# Looking for wholesale firewood in NH



## Mulhern (Jan 20, 2008)

Looking for wholesale SEASONED Hardwood cut and split to be delivered to my manchester NH location please email me with pricing [email protected] i will take it by the single cord or by the tractor trailer load


----------



## Husky137 (Jan 20, 2008)

What quantity?


----------



## Mulhern (Jan 21, 2008)

*re wholesaler*

i go thru about 200 a year, but i would like to purchase it by the tractor trailer load as needed if that works for you please let me know thanks


----------



## Husky137 (Jan 21, 2008)

http://treehuggerfarms.com/about.html

Check out these guys. They may be just what you are looking for. They pump out a huge volume of wood.


----------



## Mulhern (Jan 21, 2008)

*Thanks very much for the reply*

Yeah i have used tree huggers before. only negative is the wood is green its marketed as semi seasoned but it is green as green can get but thank you very much for the reply...


----------



## Husky137 (Jan 22, 2008)

I figured semi-seasoned was a euphimism at best. I don't know if the beast you seek exists. Most guys doing large quantities of processed wholesale wood want it gone, not sitting around taking up space.

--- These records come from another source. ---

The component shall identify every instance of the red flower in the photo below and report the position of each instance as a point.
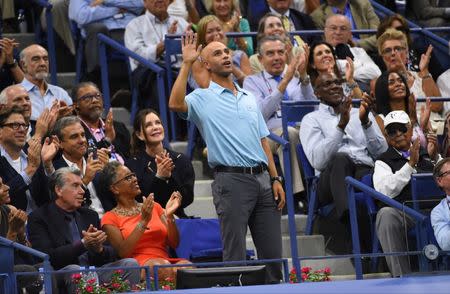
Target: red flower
(306, 269)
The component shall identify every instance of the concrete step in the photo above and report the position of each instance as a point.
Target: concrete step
(300, 224)
(307, 245)
(24, 40)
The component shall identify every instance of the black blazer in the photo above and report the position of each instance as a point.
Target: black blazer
(107, 201)
(49, 232)
(182, 179)
(121, 142)
(38, 187)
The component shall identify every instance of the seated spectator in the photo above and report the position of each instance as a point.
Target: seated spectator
(398, 22)
(392, 175)
(339, 141)
(322, 59)
(71, 141)
(22, 171)
(106, 17)
(145, 35)
(232, 21)
(273, 85)
(210, 29)
(145, 230)
(338, 34)
(360, 13)
(108, 133)
(71, 235)
(429, 13)
(10, 72)
(17, 96)
(392, 93)
(34, 62)
(293, 20)
(159, 170)
(271, 25)
(393, 46)
(185, 9)
(12, 227)
(440, 216)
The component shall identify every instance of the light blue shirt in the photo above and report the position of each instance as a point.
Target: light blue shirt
(440, 221)
(321, 138)
(232, 126)
(23, 157)
(39, 102)
(108, 13)
(265, 89)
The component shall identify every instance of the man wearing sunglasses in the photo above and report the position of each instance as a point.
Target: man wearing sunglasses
(21, 169)
(440, 215)
(392, 175)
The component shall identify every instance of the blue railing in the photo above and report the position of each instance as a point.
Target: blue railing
(7, 248)
(160, 72)
(50, 40)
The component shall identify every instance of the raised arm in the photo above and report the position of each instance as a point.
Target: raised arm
(190, 54)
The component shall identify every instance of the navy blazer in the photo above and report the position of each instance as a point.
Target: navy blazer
(49, 232)
(107, 201)
(38, 187)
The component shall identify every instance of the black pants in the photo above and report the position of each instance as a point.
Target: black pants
(332, 186)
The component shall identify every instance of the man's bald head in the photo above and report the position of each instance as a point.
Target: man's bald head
(34, 61)
(16, 95)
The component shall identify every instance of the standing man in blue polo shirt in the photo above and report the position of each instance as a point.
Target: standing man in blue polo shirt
(246, 187)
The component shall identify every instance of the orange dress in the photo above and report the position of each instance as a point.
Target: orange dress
(153, 242)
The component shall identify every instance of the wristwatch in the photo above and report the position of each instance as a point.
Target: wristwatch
(277, 178)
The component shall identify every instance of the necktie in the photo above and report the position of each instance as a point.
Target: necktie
(278, 80)
(287, 27)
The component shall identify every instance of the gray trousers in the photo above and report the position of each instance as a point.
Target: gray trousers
(392, 227)
(241, 200)
(65, 281)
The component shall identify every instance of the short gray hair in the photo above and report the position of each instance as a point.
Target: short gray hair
(64, 122)
(59, 178)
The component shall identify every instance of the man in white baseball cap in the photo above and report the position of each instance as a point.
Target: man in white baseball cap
(392, 174)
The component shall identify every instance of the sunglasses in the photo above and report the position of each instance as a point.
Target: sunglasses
(393, 129)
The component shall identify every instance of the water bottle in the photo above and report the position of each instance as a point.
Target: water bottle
(92, 148)
(41, 280)
(22, 21)
(92, 275)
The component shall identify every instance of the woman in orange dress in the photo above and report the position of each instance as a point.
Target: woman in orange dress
(143, 231)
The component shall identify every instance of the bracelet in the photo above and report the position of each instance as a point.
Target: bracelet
(141, 226)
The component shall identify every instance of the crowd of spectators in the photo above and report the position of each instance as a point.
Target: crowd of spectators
(80, 177)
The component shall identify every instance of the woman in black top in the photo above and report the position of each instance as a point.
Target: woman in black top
(159, 170)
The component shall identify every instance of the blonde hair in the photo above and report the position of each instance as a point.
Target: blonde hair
(201, 28)
(391, 34)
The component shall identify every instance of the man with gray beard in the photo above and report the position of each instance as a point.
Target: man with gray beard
(34, 63)
(110, 134)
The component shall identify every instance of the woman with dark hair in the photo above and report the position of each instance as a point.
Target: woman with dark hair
(159, 170)
(392, 93)
(322, 59)
(143, 231)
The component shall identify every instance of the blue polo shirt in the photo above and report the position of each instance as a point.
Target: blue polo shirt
(232, 126)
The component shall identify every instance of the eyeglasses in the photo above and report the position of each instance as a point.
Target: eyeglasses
(336, 28)
(393, 129)
(444, 174)
(127, 178)
(16, 126)
(327, 84)
(91, 97)
(397, 49)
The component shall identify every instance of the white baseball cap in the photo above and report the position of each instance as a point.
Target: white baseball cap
(397, 116)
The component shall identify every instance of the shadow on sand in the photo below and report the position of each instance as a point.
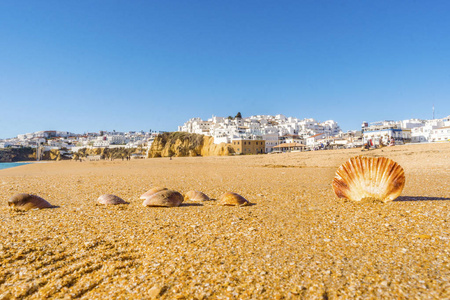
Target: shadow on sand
(416, 198)
(191, 204)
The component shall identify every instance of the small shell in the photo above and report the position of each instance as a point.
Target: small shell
(378, 178)
(109, 199)
(166, 198)
(196, 196)
(27, 201)
(152, 191)
(233, 199)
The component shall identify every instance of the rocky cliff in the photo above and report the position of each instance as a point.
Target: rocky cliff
(187, 144)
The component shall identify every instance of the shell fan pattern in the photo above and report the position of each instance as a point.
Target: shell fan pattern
(165, 198)
(28, 201)
(377, 178)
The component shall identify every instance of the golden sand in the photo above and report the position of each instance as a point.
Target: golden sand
(297, 240)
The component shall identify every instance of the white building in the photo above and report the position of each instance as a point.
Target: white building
(441, 134)
(269, 128)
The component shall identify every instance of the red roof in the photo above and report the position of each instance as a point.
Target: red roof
(289, 145)
(319, 134)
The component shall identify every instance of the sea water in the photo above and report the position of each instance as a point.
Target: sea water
(10, 165)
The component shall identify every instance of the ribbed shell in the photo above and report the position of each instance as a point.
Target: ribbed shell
(152, 191)
(166, 198)
(196, 196)
(109, 199)
(27, 201)
(233, 199)
(378, 178)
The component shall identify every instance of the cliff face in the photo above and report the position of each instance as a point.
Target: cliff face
(186, 144)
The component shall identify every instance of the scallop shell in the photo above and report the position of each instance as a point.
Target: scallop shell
(152, 191)
(196, 196)
(28, 201)
(109, 199)
(378, 178)
(166, 198)
(233, 199)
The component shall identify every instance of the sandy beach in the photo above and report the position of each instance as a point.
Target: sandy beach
(297, 240)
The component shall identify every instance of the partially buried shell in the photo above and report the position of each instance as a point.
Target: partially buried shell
(166, 198)
(231, 199)
(109, 199)
(28, 201)
(196, 196)
(152, 191)
(377, 178)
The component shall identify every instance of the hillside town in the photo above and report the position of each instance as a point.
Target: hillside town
(280, 133)
(256, 134)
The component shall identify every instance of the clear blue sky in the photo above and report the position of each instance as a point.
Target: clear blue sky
(139, 65)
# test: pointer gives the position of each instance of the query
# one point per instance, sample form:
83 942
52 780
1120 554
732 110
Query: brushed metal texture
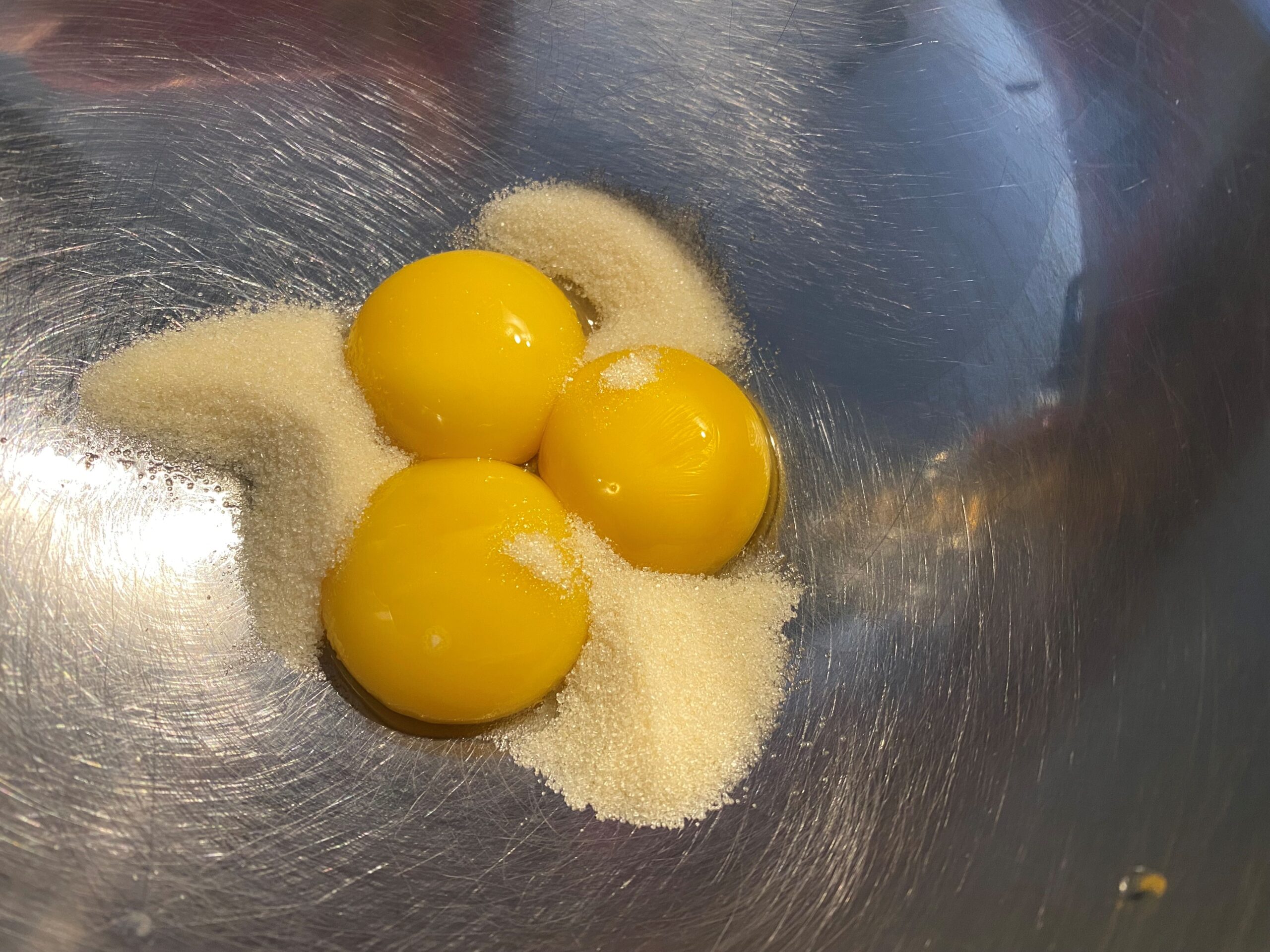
1008 267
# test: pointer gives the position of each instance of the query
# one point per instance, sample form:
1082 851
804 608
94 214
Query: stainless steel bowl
1009 266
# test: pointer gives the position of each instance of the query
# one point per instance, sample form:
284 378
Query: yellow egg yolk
430 611
463 355
663 455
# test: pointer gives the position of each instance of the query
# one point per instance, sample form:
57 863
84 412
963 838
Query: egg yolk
463 355
663 455
429 611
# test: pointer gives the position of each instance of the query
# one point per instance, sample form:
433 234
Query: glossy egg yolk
463 355
431 613
663 455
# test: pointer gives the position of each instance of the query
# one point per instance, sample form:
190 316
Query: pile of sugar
683 677
267 397
631 372
540 554
647 287
674 696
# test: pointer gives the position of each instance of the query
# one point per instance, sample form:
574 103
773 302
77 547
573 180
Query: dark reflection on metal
369 705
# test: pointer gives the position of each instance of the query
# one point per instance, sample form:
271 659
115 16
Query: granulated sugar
268 398
633 371
540 554
644 285
674 696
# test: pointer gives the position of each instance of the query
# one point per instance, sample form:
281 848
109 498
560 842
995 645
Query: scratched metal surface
1008 263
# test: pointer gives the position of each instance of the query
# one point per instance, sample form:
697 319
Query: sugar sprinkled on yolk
434 615
675 472
461 355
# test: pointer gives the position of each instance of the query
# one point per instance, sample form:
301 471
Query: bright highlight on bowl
488 513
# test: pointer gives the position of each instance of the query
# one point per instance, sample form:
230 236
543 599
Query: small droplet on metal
1143 884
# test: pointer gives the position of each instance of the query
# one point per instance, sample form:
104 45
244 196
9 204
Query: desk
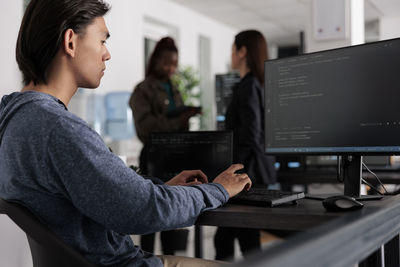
346 237
306 214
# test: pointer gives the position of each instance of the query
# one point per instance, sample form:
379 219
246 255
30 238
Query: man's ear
69 43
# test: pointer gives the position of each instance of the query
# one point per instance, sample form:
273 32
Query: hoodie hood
10 104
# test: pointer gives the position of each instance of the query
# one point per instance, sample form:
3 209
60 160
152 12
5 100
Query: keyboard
261 196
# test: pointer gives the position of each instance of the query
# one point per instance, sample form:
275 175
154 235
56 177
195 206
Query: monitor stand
352 173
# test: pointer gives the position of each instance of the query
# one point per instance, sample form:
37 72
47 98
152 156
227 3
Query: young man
58 167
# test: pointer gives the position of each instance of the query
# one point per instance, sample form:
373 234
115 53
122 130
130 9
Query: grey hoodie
53 163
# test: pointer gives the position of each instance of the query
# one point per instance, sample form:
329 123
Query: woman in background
152 102
245 117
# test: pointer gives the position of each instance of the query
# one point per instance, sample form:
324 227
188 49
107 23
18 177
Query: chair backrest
46 248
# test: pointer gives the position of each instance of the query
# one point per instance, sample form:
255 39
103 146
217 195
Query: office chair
46 248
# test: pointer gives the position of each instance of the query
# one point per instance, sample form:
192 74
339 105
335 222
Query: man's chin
91 85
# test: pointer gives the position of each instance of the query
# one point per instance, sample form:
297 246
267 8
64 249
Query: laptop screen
169 153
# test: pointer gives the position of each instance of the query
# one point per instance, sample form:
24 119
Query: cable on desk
384 188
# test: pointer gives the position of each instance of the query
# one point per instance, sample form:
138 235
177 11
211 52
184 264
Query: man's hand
189 178
233 182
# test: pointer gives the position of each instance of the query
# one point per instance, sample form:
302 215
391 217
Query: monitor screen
170 153
340 101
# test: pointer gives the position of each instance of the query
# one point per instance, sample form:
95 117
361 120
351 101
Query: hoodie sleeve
99 184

Good luck in the search.


----------



## Mulhern (Jan 22, 2008)

*i agree*

Yeah it is very hard to find, ive been looking for a while. i have found 1 guy but seems his wood is burried in snow and ice currently but thank you again for looking and replying


----------



## BostonBull (Jan 22, 2008)

I can help you out with 110 yard live floor loads of seasoned, green, or kiln dried.

PM me for more info.


----------



## sloth9669 (Feb 2, 2008)

*logs needed*

Hey boston you sell logs ? or cut and split iam in the market myself for more supply hit me up with what you can get ? thanx


----------